Alex Curvello – Advogado

Que estamos vivendo tempos sombrios, onde muitos batem palma para atos ditatoriais de seres inescrupulosos, minimizam acontecimentos atrozes por serem pessoas consideráveis por sua conta bancária ou normalizam absurdos por simplesmente deixar a covardia imperar no lugar de se espantar.

Mantenho-me distante de muitas notícias tendenciosas ou até com interesse em divulgar acontecimentos negativos, fico sempre me questionando o porquê da maioria das pessoas que trabalham nos veículos de comunicação focarem suas atenções em notícias densas.

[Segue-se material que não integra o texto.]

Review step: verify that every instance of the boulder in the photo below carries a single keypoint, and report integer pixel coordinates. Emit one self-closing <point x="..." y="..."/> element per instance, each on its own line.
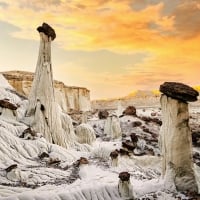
<point x="5" y="103"/>
<point x="47" y="30"/>
<point x="179" y="91"/>
<point x="130" y="110"/>
<point x="103" y="114"/>
<point x="124" y="176"/>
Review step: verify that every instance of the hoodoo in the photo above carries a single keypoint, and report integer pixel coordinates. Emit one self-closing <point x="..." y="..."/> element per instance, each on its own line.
<point x="46" y="116"/>
<point x="175" y="136"/>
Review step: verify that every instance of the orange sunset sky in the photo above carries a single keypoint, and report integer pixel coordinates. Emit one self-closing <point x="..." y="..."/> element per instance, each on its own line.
<point x="111" y="47"/>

Entretanto ao tomar conhecimento de uma recente decisão da 9ª Câmara Criminal Especializada do TJMG, que entendeu pelo “casamento”, de um homem com 35 anos ter convalidada sua união com uma criança com 12 (doze) anos de idade.

Faltam palavras sobram pensamentos para expressar o significado desse absurdo, desprezo as leis e a moral do nosso país, um desrespeito por completo não apenas desse caso, mas para a brecha jurídica que ele deixará, como argumento jurisprudencial inclusive para que outras atrocidades sejam cometidas.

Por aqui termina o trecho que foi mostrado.